Low latency optimization: understanding huge pages (Morin, 2022): This was what brought me to the Drepper paper in the first place, as I was exploring the high frequency trading space. After reading the Drepper paper, huge pages make sense for many reasons, but it wasn't recommended at that time (2007). But memory capacity has increased since then and high-frequency trading is extremely performance-critical, so this article shows that this optimization is very useful with practical experiments.

Memory consistency and cache coherence

I wanted to study these problems because they are very relevant in low-level programming in general. Referencing the definitions provided by the Sorin et al. paper listed below, we can define these problems roughly as: consistency: the correctness of shared memory and the (observed) order of loads and stores; coherence: the correctness of unshared caches. Coherence is generally required to have consistency, as (generally) all loads and stores go through the cache.

I encountered these issues at my time in Android because we dealt with an incoherent memory subsystem and ARM has a relaxed memory ordering. It's not too useful in my everyday programming given that x86_64 tends to be strongly ordered and many memory subsystems are coherent, but it's good to know and understand¹.

Memory consistency in particular was especially confusing to me: it didn't seem to make sense that different CPUs could see the same memory writes in different orders. But it turns out that there are many different observers of memory operations: "source code order," program order, execution order, and "observed order" (by other CPUs). Source code order may differ from program order (the compiled assembly) due to compiler optimizations; program order may differ from execution order due to out-of-order execution (pipelining) optimizations; and execution order may differ from the order that other CPUs view the memory due to second-order effects such as a cache store buffer (see this Stack Overflow answer for more details). These optimizations can be disabled by providing stricter memory ordering hints (i.e., std::memory_order hints to operations on std::atomics, or directly calling memory fence instructions).

A primer on memory consistency and cache coherence (Sorin, Hill, and Wood, 2011): I haven't read the whole thing, but this provides a good outline on the titular problems.
Atomic's memory orders, what for? (Birbachar, 2017): A practical walkthrough of different memory orders supported by the C++ std::atomic<T> standard. I.e., explains relaxed vs. release/acquire vs. sequential consistency memory orders² with some practical examples. He also clearly explains the difference between sequence points, synchronization, and happens-before relationships, giving a pretty good overall view on synchronization (again, with practical examples in C++).
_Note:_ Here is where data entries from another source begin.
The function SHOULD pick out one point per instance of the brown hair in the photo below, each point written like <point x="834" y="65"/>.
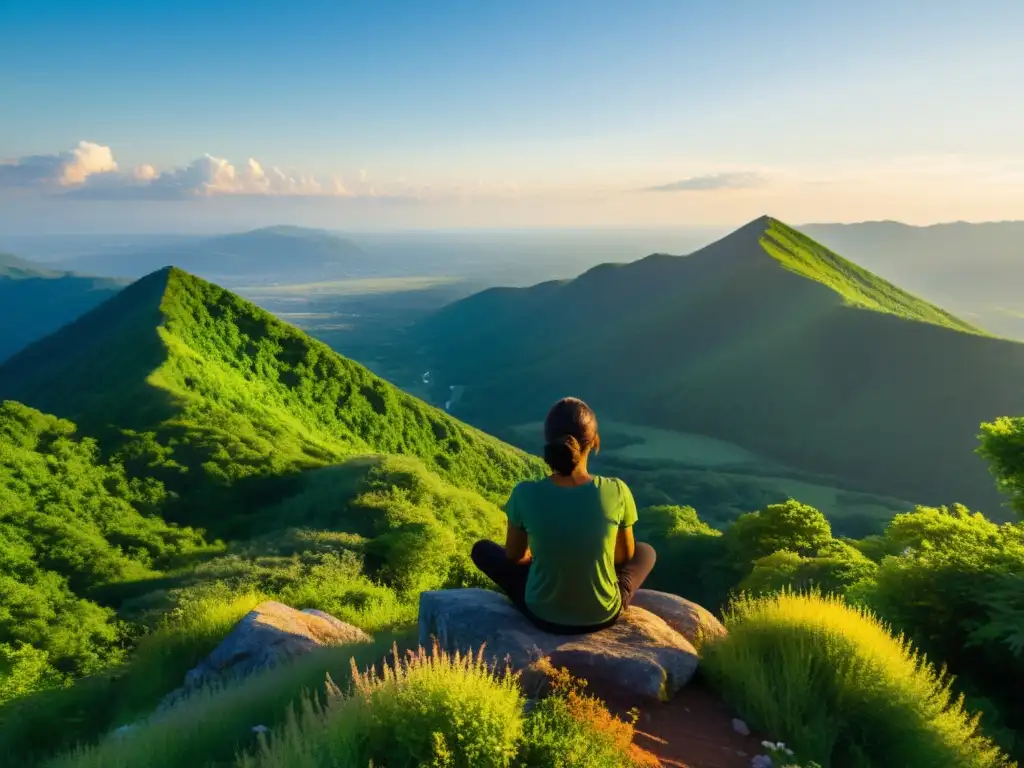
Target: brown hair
<point x="569" y="431"/>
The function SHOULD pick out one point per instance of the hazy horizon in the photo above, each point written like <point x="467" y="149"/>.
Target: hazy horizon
<point x="462" y="115"/>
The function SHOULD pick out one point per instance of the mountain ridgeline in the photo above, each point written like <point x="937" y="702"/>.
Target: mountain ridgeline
<point x="975" y="269"/>
<point x="764" y="338"/>
<point x="186" y="383"/>
<point x="292" y="252"/>
<point x="37" y="301"/>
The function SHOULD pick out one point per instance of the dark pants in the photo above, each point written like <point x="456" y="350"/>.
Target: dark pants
<point x="511" y="578"/>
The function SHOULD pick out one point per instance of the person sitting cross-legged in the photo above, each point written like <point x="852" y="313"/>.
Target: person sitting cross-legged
<point x="569" y="561"/>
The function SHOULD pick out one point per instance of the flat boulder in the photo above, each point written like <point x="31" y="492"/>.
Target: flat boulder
<point x="270" y="634"/>
<point x="691" y="621"/>
<point x="640" y="655"/>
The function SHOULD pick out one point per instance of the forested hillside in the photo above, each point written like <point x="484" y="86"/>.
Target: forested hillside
<point x="764" y="338"/>
<point x="221" y="458"/>
<point x="37" y="301"/>
<point x="225" y="404"/>
<point x="976" y="269"/>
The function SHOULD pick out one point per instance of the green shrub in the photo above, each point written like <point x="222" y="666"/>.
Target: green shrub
<point x="44" y="723"/>
<point x="832" y="682"/>
<point x="570" y="728"/>
<point x="212" y="727"/>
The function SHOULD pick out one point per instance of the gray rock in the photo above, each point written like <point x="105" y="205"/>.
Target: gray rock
<point x="689" y="620"/>
<point x="269" y="634"/>
<point x="640" y="655"/>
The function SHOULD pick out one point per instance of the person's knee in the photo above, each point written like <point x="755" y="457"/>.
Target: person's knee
<point x="645" y="551"/>
<point x="481" y="551"/>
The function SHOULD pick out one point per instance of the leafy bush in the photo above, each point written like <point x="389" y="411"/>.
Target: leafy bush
<point x="839" y="688"/>
<point x="1003" y="448"/>
<point x="570" y="728"/>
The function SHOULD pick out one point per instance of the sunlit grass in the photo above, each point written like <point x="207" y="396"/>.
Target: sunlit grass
<point x="833" y="683"/>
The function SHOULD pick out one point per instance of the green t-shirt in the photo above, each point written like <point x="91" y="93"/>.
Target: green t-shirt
<point x="572" y="534"/>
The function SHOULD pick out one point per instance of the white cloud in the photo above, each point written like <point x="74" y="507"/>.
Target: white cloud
<point x="67" y="169"/>
<point x="144" y="172"/>
<point x="715" y="181"/>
Synchronization (atomics and futexes)

This study of futexes was born out of a desire to learn more about how synchronization primitives and atomics (at least in C++) are developed. The very high-level summary of my findings is this: all synchronization primitives and atomics are based on atomic CPU instructions, especially Compare-And-Swap (CAS). (Note that this works by temporarily pausing the MESI protocol in the caches). std::atomic is directly built on top of this, as well as lock-less data structures.

When a thread may need to wait/sleep to synchronize, Linux provides the futex (Fast Userspace mutEXES) API³, which is a generalization of (and is used to implement both) mutexes and condition variables. Note that futexes still use CAS to manage state atomically, and may transfer control to the kernel if the thread needs to block. Futexes also require a kernel waitqueue implementation that cause a quick wakeup for waiting threads upon signalling a futex.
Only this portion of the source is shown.